The most diverse families of flowering plants, in their APG circumscriptions, in order of number of species, are:
- Asteraceae or Compositae (daisy family): 23,600 species[23]
- Orchidaceae (orchid family): 22,075 species[23]
- Fabaceae or Leguminosae (pea family): 19,400[23]
- Rubiaceae (madder family): 13,150[24]
- Poaceae or Gramineae (grass family): 10,035[23]
- Lamiaceae or Labiatae (mint family): 7,173[23]
- Euphorbiaceae (spurge family): 5,735[23]
- Melastomataceae (melastome family): 5,005[23]

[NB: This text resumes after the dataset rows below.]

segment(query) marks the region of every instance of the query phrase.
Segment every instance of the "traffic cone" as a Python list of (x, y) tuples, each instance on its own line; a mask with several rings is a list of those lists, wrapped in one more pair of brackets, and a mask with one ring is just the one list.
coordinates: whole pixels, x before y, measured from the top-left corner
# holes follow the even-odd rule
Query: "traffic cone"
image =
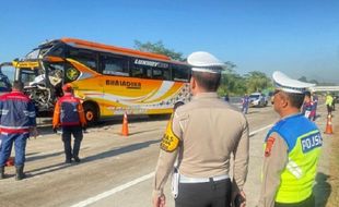
[(327, 117), (325, 134), (332, 134), (332, 133), (334, 133), (334, 130), (332, 130), (332, 119), (331, 119), (331, 115), (329, 114)]
[(122, 120), (122, 136), (128, 136), (128, 120), (127, 120), (127, 112), (124, 113), (124, 120)]
[(10, 167), (10, 166), (14, 166), (14, 158), (13, 157), (10, 157), (5, 163), (4, 163), (7, 167)]

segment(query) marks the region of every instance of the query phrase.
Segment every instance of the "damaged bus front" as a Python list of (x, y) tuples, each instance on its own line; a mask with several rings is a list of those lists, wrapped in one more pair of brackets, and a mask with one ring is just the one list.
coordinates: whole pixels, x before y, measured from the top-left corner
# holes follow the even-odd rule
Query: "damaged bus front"
[(24, 93), (35, 102), (39, 117), (49, 117), (57, 98), (62, 96), (62, 52), (58, 41), (49, 41), (12, 62), (15, 68), (14, 80), (24, 84)]

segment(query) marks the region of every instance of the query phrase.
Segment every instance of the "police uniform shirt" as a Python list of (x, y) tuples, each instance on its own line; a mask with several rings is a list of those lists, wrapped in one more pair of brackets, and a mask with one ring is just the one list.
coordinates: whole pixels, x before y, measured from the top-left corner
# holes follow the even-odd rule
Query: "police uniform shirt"
[(179, 107), (161, 144), (153, 196), (160, 196), (178, 156), (178, 171), (189, 178), (229, 174), (233, 153), (234, 181), (243, 190), (248, 167), (248, 123), (217, 93), (202, 93)]
[(280, 174), (289, 161), (289, 147), (285, 141), (276, 132), (269, 134), (269, 137), (273, 144), (264, 157), (261, 196), (258, 207), (274, 207)]

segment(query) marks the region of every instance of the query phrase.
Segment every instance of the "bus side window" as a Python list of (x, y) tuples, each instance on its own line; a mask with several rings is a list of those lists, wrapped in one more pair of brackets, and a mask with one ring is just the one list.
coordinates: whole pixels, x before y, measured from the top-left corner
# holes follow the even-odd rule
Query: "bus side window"
[(69, 57), (75, 61), (84, 64), (85, 66), (97, 71), (97, 53), (91, 50), (71, 48)]
[(173, 81), (188, 82), (190, 68), (187, 65), (172, 64)]
[(128, 60), (126, 58), (102, 56), (101, 65), (105, 75), (129, 76)]
[(148, 65), (133, 65), (132, 68), (133, 77), (152, 78), (152, 68)]

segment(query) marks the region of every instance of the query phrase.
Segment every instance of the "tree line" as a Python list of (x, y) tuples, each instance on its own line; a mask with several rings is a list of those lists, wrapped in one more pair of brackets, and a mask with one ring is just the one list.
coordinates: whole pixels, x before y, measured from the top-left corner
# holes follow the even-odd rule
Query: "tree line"
[[(173, 60), (186, 61), (182, 52), (166, 48), (161, 40), (157, 42), (141, 42), (135, 40), (135, 49), (165, 54)], [(253, 71), (245, 75), (241, 75), (234, 71), (236, 64), (231, 61), (225, 62), (225, 64), (226, 70), (222, 73), (220, 87), (218, 89), (220, 96), (225, 96), (226, 94), (229, 96), (243, 96), (244, 94), (252, 94), (255, 92), (260, 92), (267, 95), (269, 92), (273, 90), (272, 81), (265, 73)], [(334, 85), (331, 83), (318, 83), (315, 80), (307, 81), (305, 76), (302, 76), (299, 80), (315, 83), (317, 85)]]

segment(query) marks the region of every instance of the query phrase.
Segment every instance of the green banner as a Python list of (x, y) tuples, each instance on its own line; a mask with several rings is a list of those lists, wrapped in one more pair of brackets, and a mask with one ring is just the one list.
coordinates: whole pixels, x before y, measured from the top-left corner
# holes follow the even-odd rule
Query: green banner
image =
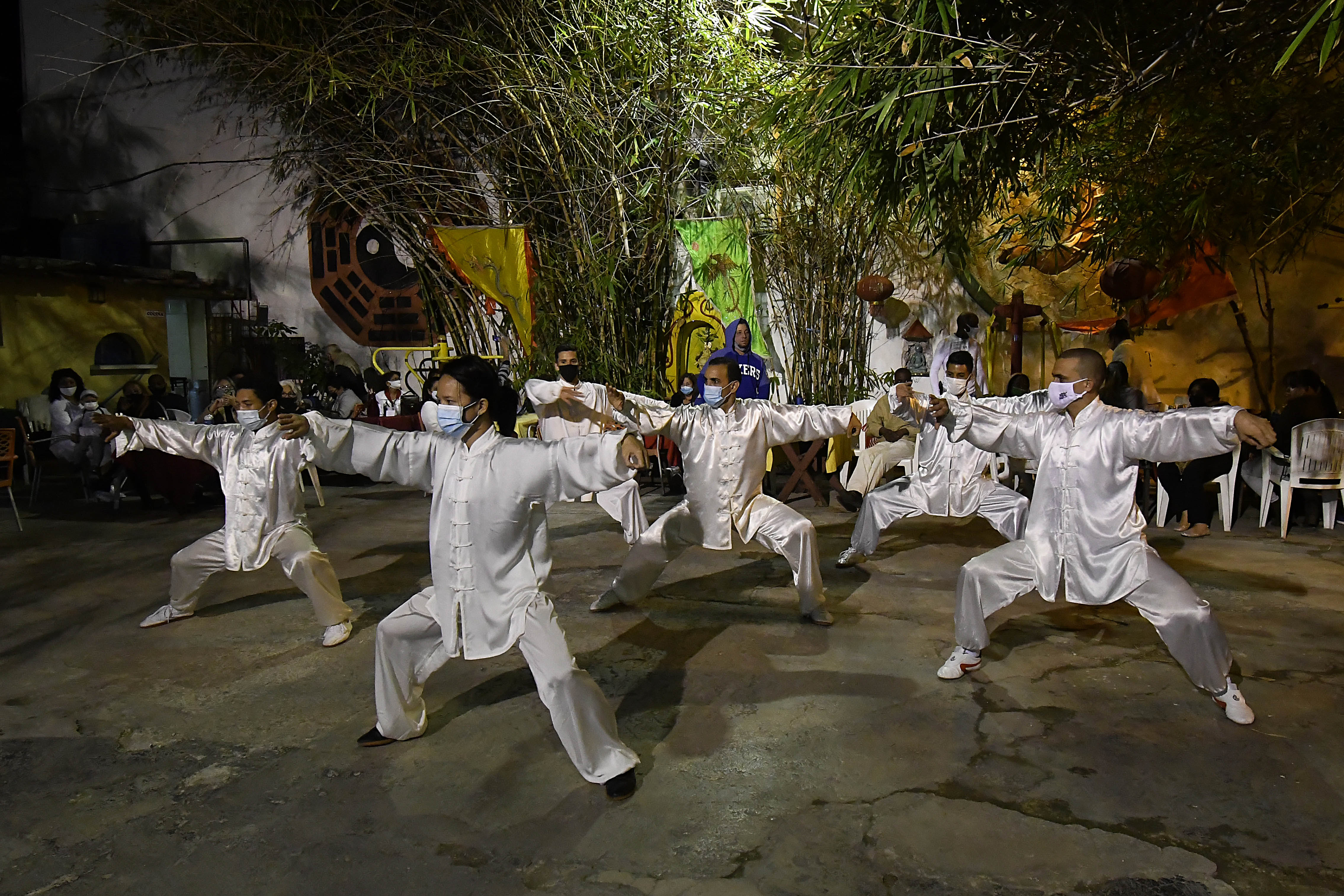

- Myrtaceae (myrtle family): 4,620[23]
- Apocynaceae (dogbane family): 4,555[23]
[edit] Vascular anatomy
Cross-section of a stem of the angiosperm flax:
1. Pith,
2. Protoxylem,
3. Xylem I,
4. Phloem I,
5. Sclerenchyma (bast fibre),
6. Cortex,
7. Epidermis
1. Pith,
2. Protoxylem,
3. Xylem I,
4. Phloem I,
5. Sclerenchyma (bast fibre),
6. Cortex,
7. Epidermis
In the dicotyledons, the bundles in the very young stem are arranged in an open ring, separating a central pith from an outer cortex. In each bundle, separating the xylem and phloem, is a layer of meristem or active formative tissue known as cambium. By the formation of a layer of cambium between the bundles (interfascicular cambium) a complete ring is formed, and a regular periodical increase in thickness results from the development of xylem on the inside and phloem on the outside. The soft phloem becomes crushed, but the hard wood persists and forms the bulk of the stem and branches of the woody perennial. Owing to differences in the character of the elements produced at the beginning and end of the season, the wood is marked out in transverse section into concentric rings, one for each season of growth, called annual rings.
Among the monocotyledons, the bundles are more numerous in the young stem and are scattered through the ground tissue. They contain no cambium and once formed the stem increases in diameter only in exceptional cases.